Depressing News: Antidepressants May Not Be Effective On Children And Teens, Possibly Even Harmful
It always seems like these days we have to make horrendous, widespread mistakes affecting millions of people before we wake up and figure out the harm we are doing: fracking, glyphosate, and Iraq are just a few examples.
These may seem like diverse and unrelated situations, but the pattern holds true: we are sold a bill of goods by slick marketing people assuring us that they and only they possess the sure-fire, can’t-miss cure-all for what ails us. A few months or years later, long after the salesmen have made their money and absconded for greener pastures, it becomes clear that they were hucksters all along.
Such appears to be the case when it comes to antidepressant use in teens and children. A new study shows that most antidepressants are not effective in children or adolescents, and that they may even be harmful.
The study, published in Lancet, involved researchers analyzing data culled from 34 trials involving over 5,000 participants who were between nine and 18 years old. Of the 14 antidepressant drugs they looked at, only fluoxetine–which sells under the brand name Prozac–was more effective than a placebo in ameliorating the symptoms of depression.
Perhaps most shocking was the report on venlafaxine, which sells under the brand names Effexor and Lanvexin. It appeared to actually be associated with an increased risk of suicidal ideation and suicide attempts as compared to a placebo. When it was measured against several other antidepressants it again came out to be the drug most associated with suicidal patterns. The teenaged patients taking imipramine, venlafaxine, and duloxetine in the various studies reported such negative effects that they were likely to stop taking the drugs altogether.
And while it was a limited study, its authors found that the results offered a clear path forward.

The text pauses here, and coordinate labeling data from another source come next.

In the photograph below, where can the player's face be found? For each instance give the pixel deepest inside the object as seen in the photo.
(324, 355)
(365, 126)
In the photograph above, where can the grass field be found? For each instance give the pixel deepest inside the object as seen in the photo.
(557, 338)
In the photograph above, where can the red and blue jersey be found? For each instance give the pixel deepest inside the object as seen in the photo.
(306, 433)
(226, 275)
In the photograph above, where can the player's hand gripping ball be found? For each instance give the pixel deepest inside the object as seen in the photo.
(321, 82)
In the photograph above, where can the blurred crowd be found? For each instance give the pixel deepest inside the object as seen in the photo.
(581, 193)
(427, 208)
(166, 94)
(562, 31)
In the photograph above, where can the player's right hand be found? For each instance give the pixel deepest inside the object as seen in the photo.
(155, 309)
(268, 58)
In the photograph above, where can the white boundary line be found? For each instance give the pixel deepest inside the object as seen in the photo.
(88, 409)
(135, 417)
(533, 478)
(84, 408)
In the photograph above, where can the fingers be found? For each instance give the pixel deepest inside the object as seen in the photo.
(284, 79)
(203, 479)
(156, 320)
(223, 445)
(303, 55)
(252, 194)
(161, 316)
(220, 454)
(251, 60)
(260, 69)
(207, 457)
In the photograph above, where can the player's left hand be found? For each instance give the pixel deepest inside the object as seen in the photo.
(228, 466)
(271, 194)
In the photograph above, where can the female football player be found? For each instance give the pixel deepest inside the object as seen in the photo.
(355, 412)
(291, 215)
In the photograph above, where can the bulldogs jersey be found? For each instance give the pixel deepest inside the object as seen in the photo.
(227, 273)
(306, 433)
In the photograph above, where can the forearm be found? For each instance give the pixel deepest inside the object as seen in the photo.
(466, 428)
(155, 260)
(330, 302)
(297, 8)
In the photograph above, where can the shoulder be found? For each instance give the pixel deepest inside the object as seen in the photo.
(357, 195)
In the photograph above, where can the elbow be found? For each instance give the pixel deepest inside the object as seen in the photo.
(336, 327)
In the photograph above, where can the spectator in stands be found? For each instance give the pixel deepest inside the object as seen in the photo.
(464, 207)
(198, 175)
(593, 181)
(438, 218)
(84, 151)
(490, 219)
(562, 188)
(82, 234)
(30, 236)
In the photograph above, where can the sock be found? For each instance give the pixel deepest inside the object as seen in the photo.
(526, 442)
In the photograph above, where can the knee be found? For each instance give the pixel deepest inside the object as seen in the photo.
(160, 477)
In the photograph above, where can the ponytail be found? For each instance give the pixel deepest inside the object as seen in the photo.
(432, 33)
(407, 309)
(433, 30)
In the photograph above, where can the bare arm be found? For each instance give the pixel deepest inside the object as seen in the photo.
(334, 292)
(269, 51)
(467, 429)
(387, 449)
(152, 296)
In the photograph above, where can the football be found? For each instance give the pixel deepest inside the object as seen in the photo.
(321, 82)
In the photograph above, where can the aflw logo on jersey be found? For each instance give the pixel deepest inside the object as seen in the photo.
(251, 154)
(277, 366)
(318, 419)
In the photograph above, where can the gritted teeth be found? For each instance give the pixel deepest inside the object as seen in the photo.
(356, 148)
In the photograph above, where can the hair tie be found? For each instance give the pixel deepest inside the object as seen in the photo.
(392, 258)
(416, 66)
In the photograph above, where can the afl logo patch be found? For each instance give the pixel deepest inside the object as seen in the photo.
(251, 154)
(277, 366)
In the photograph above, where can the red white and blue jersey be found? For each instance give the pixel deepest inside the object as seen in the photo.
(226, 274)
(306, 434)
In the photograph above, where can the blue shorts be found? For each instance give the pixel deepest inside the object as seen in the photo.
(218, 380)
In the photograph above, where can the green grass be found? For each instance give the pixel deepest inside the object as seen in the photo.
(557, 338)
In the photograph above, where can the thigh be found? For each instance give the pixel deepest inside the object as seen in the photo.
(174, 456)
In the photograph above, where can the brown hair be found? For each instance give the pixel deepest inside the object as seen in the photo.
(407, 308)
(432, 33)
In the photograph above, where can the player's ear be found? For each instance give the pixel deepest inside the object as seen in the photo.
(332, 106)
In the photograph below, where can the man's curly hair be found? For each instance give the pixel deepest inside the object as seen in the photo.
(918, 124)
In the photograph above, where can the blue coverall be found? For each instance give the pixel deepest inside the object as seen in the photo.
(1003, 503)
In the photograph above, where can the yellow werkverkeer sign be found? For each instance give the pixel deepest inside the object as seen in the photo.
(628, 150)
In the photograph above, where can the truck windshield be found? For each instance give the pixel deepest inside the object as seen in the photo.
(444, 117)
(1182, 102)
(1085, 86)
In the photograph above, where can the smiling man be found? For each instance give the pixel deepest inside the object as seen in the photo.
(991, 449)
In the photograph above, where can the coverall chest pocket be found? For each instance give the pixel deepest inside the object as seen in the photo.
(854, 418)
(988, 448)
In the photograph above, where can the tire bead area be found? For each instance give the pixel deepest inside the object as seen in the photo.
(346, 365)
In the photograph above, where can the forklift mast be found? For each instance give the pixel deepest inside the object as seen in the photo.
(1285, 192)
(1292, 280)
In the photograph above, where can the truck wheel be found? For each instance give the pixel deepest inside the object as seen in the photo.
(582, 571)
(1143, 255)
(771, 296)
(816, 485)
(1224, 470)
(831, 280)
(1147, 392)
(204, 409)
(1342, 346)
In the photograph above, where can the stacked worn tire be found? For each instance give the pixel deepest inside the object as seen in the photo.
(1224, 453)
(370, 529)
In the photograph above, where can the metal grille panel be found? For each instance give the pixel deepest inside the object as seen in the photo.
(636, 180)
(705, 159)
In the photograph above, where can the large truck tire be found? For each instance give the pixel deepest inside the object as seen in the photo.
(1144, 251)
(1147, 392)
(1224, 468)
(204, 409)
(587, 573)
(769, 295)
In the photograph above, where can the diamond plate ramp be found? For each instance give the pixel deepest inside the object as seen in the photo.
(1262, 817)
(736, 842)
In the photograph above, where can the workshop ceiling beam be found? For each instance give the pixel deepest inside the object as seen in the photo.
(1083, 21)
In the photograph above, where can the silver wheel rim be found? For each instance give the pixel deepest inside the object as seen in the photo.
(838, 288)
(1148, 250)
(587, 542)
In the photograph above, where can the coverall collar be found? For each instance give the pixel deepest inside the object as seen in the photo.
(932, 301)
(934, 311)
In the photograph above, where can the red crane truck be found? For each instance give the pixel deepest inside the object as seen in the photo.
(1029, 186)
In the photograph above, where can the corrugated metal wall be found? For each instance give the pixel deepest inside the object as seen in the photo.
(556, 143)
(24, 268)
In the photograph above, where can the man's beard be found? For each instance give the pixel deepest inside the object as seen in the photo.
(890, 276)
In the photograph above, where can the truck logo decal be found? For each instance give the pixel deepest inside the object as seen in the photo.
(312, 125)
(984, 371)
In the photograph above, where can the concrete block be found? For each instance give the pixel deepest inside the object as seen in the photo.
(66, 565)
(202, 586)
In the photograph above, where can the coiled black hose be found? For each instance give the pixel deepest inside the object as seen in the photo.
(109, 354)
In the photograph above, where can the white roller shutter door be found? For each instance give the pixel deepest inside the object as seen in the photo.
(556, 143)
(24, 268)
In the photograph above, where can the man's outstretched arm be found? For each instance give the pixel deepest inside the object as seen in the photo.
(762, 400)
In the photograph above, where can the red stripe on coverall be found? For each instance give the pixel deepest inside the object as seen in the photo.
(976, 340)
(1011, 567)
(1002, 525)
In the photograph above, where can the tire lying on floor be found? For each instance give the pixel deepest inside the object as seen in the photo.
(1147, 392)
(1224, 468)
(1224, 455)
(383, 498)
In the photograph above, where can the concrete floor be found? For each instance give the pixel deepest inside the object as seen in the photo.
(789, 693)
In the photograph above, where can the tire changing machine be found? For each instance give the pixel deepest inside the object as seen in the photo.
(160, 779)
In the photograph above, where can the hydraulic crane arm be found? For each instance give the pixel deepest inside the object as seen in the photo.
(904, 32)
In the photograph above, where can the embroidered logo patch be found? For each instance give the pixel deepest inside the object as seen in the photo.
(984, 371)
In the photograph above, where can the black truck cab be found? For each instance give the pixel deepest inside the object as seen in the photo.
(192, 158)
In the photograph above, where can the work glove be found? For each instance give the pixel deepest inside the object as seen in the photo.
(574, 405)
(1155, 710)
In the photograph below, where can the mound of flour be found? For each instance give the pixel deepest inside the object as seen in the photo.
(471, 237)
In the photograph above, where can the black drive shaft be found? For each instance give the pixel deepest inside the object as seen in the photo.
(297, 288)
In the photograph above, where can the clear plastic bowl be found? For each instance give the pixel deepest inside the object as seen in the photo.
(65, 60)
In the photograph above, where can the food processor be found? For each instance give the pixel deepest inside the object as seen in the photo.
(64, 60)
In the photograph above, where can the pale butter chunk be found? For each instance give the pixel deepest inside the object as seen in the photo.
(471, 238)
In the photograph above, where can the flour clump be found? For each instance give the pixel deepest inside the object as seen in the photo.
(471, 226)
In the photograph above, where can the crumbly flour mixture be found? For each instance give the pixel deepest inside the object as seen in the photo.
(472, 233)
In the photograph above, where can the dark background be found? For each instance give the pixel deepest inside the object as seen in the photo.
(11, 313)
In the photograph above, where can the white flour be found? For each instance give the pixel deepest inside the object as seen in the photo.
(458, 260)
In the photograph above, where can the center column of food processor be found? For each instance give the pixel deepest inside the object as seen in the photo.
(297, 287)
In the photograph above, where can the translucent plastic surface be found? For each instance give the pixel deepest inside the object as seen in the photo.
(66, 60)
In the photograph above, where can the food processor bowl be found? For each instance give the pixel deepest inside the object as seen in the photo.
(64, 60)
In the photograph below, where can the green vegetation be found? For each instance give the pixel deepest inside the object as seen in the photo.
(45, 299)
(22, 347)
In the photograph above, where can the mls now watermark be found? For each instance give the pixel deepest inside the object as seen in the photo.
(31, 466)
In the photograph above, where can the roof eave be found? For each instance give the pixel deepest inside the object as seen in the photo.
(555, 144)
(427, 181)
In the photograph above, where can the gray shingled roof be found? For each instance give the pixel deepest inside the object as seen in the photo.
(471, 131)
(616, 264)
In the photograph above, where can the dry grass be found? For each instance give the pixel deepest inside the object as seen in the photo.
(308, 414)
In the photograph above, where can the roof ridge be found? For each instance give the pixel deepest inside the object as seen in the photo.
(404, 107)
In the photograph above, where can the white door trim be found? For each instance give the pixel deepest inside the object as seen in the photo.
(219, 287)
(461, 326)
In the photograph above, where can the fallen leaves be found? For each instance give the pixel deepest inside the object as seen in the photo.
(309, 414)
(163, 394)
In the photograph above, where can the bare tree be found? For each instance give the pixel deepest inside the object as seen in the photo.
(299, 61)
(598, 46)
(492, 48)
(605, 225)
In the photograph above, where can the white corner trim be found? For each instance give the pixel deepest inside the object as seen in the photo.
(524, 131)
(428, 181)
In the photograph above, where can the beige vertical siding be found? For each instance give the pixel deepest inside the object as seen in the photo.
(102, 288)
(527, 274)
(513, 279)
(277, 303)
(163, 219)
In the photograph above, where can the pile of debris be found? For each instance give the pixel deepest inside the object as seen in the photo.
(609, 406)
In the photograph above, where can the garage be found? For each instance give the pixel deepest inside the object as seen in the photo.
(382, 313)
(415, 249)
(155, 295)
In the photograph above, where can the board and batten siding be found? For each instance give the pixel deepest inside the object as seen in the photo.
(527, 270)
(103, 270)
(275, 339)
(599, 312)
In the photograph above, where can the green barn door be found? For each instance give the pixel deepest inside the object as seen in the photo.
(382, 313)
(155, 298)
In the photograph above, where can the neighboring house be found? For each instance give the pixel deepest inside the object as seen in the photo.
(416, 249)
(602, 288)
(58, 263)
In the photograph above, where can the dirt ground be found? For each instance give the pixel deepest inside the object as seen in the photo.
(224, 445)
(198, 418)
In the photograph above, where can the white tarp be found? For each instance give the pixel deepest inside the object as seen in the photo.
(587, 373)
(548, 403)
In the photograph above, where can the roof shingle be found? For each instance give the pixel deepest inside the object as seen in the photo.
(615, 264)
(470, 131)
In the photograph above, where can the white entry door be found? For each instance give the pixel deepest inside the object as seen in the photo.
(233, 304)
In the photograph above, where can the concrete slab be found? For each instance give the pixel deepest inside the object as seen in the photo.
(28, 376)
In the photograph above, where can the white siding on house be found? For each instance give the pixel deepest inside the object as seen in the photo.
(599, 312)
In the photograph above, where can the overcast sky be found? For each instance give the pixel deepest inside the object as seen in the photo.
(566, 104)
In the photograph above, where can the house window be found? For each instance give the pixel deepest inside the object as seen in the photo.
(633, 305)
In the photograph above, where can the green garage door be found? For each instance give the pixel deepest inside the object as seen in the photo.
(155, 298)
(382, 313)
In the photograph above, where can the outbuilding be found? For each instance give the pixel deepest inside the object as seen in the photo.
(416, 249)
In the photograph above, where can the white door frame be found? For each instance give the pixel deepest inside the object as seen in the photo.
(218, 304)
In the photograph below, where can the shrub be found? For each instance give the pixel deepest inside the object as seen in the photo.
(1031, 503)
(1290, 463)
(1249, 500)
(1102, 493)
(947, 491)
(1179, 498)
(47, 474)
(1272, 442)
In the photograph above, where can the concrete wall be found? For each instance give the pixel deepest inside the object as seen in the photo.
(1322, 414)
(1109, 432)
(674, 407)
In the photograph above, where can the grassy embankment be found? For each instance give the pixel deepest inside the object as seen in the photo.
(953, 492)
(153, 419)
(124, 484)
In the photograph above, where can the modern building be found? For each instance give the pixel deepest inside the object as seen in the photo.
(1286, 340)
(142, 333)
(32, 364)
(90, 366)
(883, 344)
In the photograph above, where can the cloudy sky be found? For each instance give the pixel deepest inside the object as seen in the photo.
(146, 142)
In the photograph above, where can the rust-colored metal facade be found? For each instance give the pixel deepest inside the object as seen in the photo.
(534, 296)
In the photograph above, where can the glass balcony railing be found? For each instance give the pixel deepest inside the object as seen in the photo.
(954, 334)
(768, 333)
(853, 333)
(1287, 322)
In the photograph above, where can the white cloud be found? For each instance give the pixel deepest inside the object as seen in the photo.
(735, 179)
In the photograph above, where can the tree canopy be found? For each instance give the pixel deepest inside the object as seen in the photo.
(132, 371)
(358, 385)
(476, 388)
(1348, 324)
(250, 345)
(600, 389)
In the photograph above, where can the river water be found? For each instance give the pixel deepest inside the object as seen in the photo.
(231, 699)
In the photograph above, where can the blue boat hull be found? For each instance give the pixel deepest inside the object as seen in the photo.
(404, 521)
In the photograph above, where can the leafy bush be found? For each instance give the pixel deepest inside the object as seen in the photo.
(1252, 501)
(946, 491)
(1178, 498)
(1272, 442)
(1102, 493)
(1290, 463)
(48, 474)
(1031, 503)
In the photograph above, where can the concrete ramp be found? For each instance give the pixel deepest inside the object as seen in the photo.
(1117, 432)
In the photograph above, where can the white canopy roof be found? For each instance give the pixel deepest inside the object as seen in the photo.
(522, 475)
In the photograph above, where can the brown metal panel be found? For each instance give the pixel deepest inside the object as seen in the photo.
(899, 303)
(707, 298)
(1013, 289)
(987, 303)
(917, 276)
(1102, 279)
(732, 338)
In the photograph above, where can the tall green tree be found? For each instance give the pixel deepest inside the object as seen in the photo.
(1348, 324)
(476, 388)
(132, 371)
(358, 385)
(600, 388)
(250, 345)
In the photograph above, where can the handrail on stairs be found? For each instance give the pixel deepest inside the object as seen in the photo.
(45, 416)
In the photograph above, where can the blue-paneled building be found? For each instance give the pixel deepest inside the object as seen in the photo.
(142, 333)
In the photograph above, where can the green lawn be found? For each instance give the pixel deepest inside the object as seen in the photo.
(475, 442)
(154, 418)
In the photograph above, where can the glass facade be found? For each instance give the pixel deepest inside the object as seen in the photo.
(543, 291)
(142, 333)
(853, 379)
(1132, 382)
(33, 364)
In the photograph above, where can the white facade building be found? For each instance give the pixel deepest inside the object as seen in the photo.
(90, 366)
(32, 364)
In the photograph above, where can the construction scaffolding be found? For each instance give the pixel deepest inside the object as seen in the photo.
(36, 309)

“The balance of risks and benefits of antidepressants for the treatment of major depression does not seem to offer a clear advantage in children and teenagers, with probably only the exception of fluoxetine,” said study co-author Peng Xie of Chongqing Medical University in China.
While stopping short of recommending that children and teens be taken off their antidepressants, the researchers did make a strong case for close monitoring of anyone in that age group who is prescribed antidepressants, especially when they first start taking them.
Researchers also faulted previous clinical trials on antidepressants and young patients, citing a dearth of such studies as well as disturbing inconsistencies that look a lot like selective reporting of results that favor drug-makers. Indeed, of the 34 trials they analyzed, 65 percent were funded by Big Pharma companies.
So think twice if you or someone you love has a doctor recommend they start on antidepressants before the age of 18.